About the Photographer
American, b. 1939
Since the mid 1960’s, William Eggleston’s photographs have popularized the use of color photography within a fine art context. In 1973, he began using dye transfer printing, providing the color saturation found in his most iconic works. Taking a neutral and democratic stance towards his seemingly banal subjects--ranging from interiors of freezers to one exposed lightbulb on an otherwise bare ceiling--Eggleston has an uncanny ability to create interesting narratives through careful compositions, color, and lighting choices. Since the early 1980’s, he has photographed the sets of various films such as John Huston’s Annie (1982), David Byrne’s True Stories (1986), and Gus Van Sant’s Easter (1999), as well as the grounds of both the J. Paul Getty Museum in Los Angeles and Paramount Picture’s studio lot in Hollywood. His work has influenced countless photographers, as well as musician David Byrne, filmmakers David Lynch, and Joel and Ethan Coen.

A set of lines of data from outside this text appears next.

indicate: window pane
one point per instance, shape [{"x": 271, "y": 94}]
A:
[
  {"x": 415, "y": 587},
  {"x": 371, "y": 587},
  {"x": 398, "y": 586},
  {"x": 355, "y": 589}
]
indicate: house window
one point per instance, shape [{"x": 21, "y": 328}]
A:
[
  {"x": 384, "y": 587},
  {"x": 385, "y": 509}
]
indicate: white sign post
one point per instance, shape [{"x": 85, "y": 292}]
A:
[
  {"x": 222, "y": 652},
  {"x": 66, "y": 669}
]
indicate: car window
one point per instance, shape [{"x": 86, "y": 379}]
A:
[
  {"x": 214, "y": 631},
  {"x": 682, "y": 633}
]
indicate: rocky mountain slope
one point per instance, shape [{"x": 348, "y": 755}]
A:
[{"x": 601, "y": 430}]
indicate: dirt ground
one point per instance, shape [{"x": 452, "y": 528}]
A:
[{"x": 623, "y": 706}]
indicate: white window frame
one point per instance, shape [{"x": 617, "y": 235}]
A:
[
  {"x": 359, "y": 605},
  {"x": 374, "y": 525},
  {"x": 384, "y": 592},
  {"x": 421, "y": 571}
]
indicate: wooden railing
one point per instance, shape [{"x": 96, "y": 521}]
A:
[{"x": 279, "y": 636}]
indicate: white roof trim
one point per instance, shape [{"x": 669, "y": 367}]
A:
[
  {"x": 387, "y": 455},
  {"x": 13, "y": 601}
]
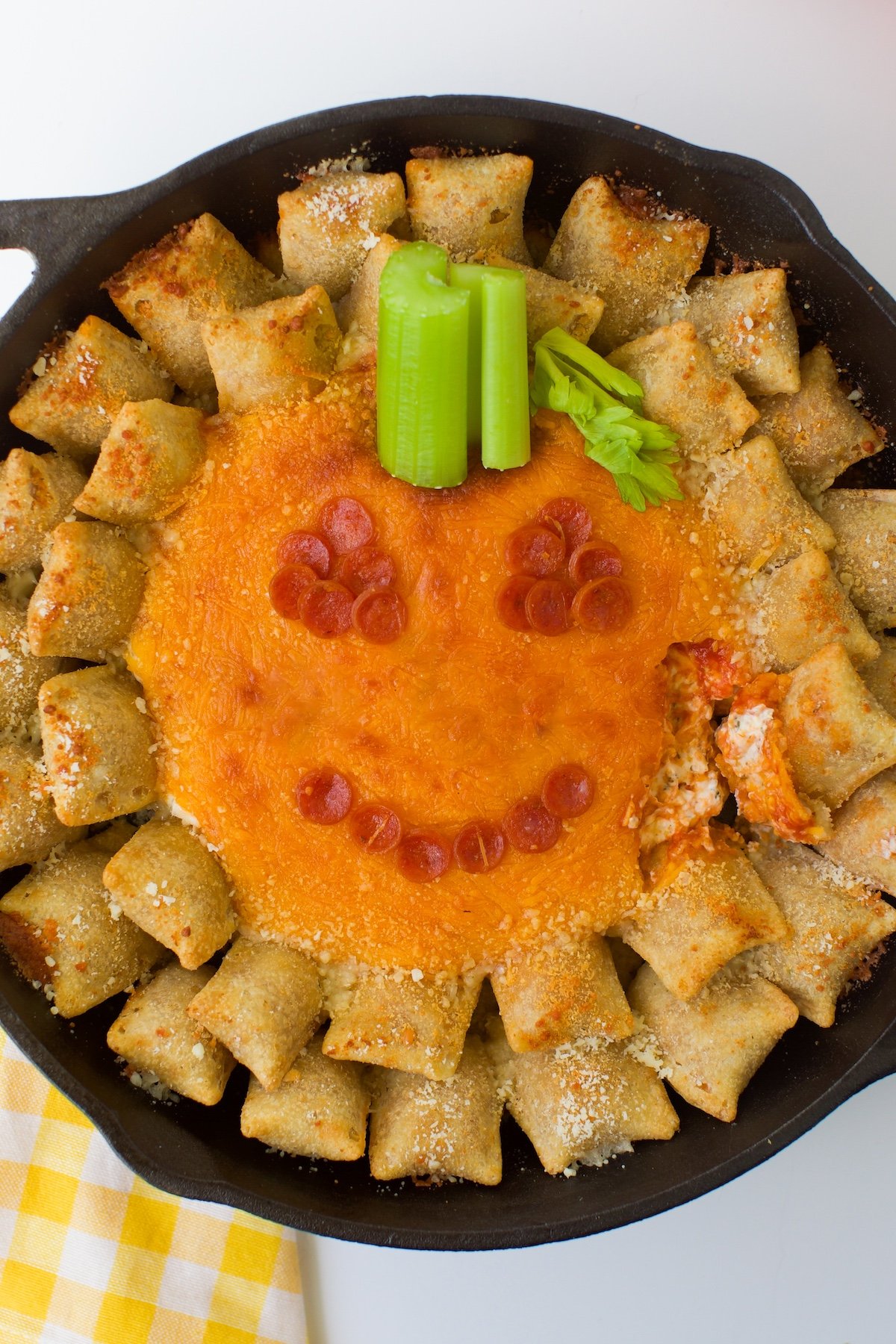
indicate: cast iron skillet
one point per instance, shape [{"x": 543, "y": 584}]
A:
[{"x": 196, "y": 1152}]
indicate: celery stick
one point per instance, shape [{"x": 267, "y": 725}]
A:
[{"x": 421, "y": 369}]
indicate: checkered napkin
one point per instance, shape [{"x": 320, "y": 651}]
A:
[{"x": 90, "y": 1253}]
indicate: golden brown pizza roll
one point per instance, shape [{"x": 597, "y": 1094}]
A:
[
  {"x": 685, "y": 389},
  {"x": 470, "y": 205},
  {"x": 329, "y": 223},
  {"x": 712, "y": 1045},
  {"x": 264, "y": 1003},
  {"x": 410, "y": 1023},
  {"x": 60, "y": 930},
  {"x": 28, "y": 824},
  {"x": 637, "y": 260},
  {"x": 435, "y": 1129},
  {"x": 750, "y": 329},
  {"x": 277, "y": 352},
  {"x": 22, "y": 673},
  {"x": 835, "y": 924},
  {"x": 151, "y": 455},
  {"x": 864, "y": 558},
  {"x": 583, "y": 1102},
  {"x": 553, "y": 995},
  {"x": 37, "y": 491},
  {"x": 168, "y": 883},
  {"x": 97, "y": 741},
  {"x": 864, "y": 838},
  {"x": 801, "y": 608},
  {"x": 81, "y": 386},
  {"x": 319, "y": 1110},
  {"x": 153, "y": 1034},
  {"x": 758, "y": 511},
  {"x": 554, "y": 302},
  {"x": 818, "y": 430},
  {"x": 87, "y": 596},
  {"x": 712, "y": 909},
  {"x": 193, "y": 273},
  {"x": 837, "y": 735}
]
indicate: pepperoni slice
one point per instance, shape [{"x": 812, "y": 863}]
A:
[
  {"x": 327, "y": 609},
  {"x": 479, "y": 847},
  {"x": 305, "y": 549},
  {"x": 571, "y": 517},
  {"x": 509, "y": 601},
  {"x": 366, "y": 567},
  {"x": 595, "y": 561},
  {"x": 535, "y": 550},
  {"x": 547, "y": 606},
  {"x": 379, "y": 615},
  {"x": 529, "y": 827},
  {"x": 324, "y": 796},
  {"x": 602, "y": 605},
  {"x": 567, "y": 791},
  {"x": 287, "y": 589},
  {"x": 375, "y": 827},
  {"x": 422, "y": 856},
  {"x": 346, "y": 524}
]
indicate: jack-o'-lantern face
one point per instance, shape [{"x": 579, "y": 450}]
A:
[{"x": 398, "y": 754}]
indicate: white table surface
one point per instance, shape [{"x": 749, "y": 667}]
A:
[{"x": 101, "y": 96}]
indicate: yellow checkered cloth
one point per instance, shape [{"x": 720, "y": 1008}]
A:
[{"x": 89, "y": 1251}]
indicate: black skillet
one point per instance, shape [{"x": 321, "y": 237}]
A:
[{"x": 756, "y": 213}]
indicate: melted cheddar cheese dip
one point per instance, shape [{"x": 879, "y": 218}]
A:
[{"x": 455, "y": 719}]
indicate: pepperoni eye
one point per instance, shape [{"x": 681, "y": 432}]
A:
[
  {"x": 324, "y": 796},
  {"x": 346, "y": 524},
  {"x": 595, "y": 561},
  {"x": 567, "y": 791},
  {"x": 535, "y": 550}
]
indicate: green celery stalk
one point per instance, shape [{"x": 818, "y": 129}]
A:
[{"x": 422, "y": 369}]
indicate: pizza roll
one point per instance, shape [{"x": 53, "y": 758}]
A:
[
  {"x": 837, "y": 735},
  {"x": 168, "y": 883},
  {"x": 319, "y": 1110},
  {"x": 880, "y": 673},
  {"x": 685, "y": 390},
  {"x": 193, "y": 273},
  {"x": 264, "y": 1003},
  {"x": 37, "y": 491},
  {"x": 470, "y": 205},
  {"x": 80, "y": 388},
  {"x": 554, "y": 302},
  {"x": 277, "y": 352},
  {"x": 22, "y": 673},
  {"x": 712, "y": 909},
  {"x": 712, "y": 1045},
  {"x": 329, "y": 223},
  {"x": 151, "y": 455},
  {"x": 405, "y": 1023},
  {"x": 864, "y": 558},
  {"x": 818, "y": 430},
  {"x": 637, "y": 261},
  {"x": 750, "y": 329},
  {"x": 583, "y": 1102},
  {"x": 28, "y": 824},
  {"x": 60, "y": 930},
  {"x": 89, "y": 594},
  {"x": 558, "y": 994},
  {"x": 758, "y": 511},
  {"x": 835, "y": 925},
  {"x": 864, "y": 836},
  {"x": 153, "y": 1034},
  {"x": 97, "y": 744},
  {"x": 435, "y": 1129},
  {"x": 801, "y": 608}
]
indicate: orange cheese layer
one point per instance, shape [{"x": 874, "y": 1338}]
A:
[{"x": 457, "y": 719}]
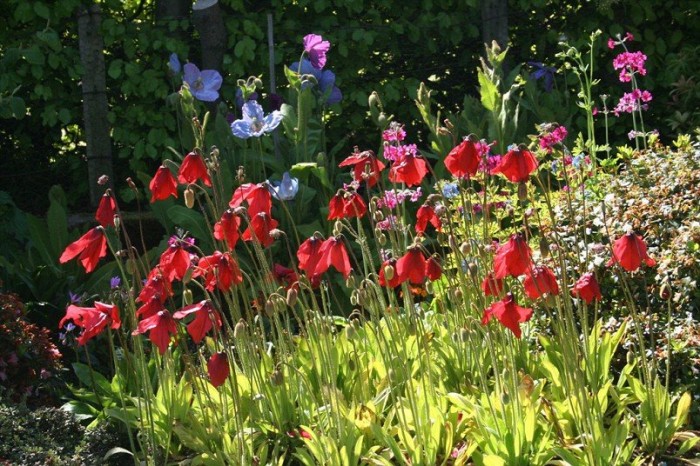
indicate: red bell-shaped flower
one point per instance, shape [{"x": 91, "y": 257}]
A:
[
  {"x": 630, "y": 251},
  {"x": 163, "y": 185},
  {"x": 508, "y": 313},
  {"x": 463, "y": 160}
]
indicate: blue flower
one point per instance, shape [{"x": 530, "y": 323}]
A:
[
  {"x": 450, "y": 190},
  {"x": 325, "y": 79},
  {"x": 174, "y": 63},
  {"x": 205, "y": 84},
  {"x": 546, "y": 73},
  {"x": 254, "y": 122},
  {"x": 284, "y": 190}
]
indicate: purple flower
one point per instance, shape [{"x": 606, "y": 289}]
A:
[
  {"x": 205, "y": 84},
  {"x": 254, "y": 122},
  {"x": 316, "y": 47}
]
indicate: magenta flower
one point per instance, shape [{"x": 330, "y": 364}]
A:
[{"x": 317, "y": 48}]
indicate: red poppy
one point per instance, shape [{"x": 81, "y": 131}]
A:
[
  {"x": 540, "y": 280},
  {"x": 206, "y": 318},
  {"x": 508, "y": 313},
  {"x": 463, "y": 160},
  {"x": 587, "y": 288},
  {"x": 174, "y": 261},
  {"x": 93, "y": 320},
  {"x": 155, "y": 286},
  {"x": 426, "y": 214},
  {"x": 491, "y": 285},
  {"x": 192, "y": 169},
  {"x": 433, "y": 269},
  {"x": 257, "y": 196},
  {"x": 219, "y": 271},
  {"x": 517, "y": 165},
  {"x": 333, "y": 252},
  {"x": 512, "y": 258},
  {"x": 366, "y": 167},
  {"x": 218, "y": 368},
  {"x": 106, "y": 210},
  {"x": 160, "y": 325},
  {"x": 226, "y": 229},
  {"x": 163, "y": 185},
  {"x": 629, "y": 251},
  {"x": 409, "y": 169},
  {"x": 389, "y": 266},
  {"x": 89, "y": 248},
  {"x": 411, "y": 266},
  {"x": 259, "y": 229}
]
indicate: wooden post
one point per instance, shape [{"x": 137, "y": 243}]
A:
[{"x": 94, "y": 86}]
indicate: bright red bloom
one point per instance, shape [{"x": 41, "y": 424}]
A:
[
  {"x": 174, "y": 261},
  {"x": 366, "y": 167},
  {"x": 426, "y": 214},
  {"x": 160, "y": 325},
  {"x": 219, "y": 271},
  {"x": 433, "y": 269},
  {"x": 508, "y": 313},
  {"x": 409, "y": 169},
  {"x": 492, "y": 286},
  {"x": 512, "y": 258},
  {"x": 106, "y": 210},
  {"x": 226, "y": 229},
  {"x": 333, "y": 252},
  {"x": 218, "y": 368},
  {"x": 89, "y": 248},
  {"x": 206, "y": 318},
  {"x": 463, "y": 160},
  {"x": 629, "y": 251},
  {"x": 587, "y": 288},
  {"x": 93, "y": 320},
  {"x": 540, "y": 280},
  {"x": 257, "y": 196},
  {"x": 259, "y": 229},
  {"x": 163, "y": 185},
  {"x": 412, "y": 266},
  {"x": 192, "y": 169},
  {"x": 517, "y": 165}
]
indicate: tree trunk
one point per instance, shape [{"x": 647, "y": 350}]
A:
[
  {"x": 99, "y": 145},
  {"x": 494, "y": 22}
]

William Eggleston was born in 1939 in Memphis, TN, where he continues to live and work. He attended Vanderbilt University for a year, Delta State College for a semester, and the University of Mississippi for five years, but never completed a degree. Eggleston’s work has been shown extensively, including a groundbreaking 1976 solo exhibition at the Museum of Modern Art, NY. A retrospective of his work travelled internationally from 2008 to 2011 and was exhibited at the Whitney Museum of American Art, New York NY; the Haus der Kunst, Munich, Germany; the Corcoran Gallery of Art, Washington, DC; the Art Institute of Chicago, Chicago, IL; and the Los Angeles Museum of Contemporary Art, Los Angeles, CA. His work is held in the permanent collections of the Art Institute of Chicago, Chicago, IL; J. Paul Getty Museum, Los Angeles, CA; Madison Art Center, Madison, WI; Metropolitan Museum of Art, New York, NY; Museum of Fine Arts, Houston, TX; Museum of Modern Art, New York, NY; and the Museum of Modern Art, San Francisco, CA. Eggleston was made a Knight in the Order of Arts and Letters from the French Republic (2016), was awarded the Infinity Award for Lifetime Achievement from the International Center of Photography, New York (2004), and won the Gold Medal in Photography from The National Arts Club, New York (2003).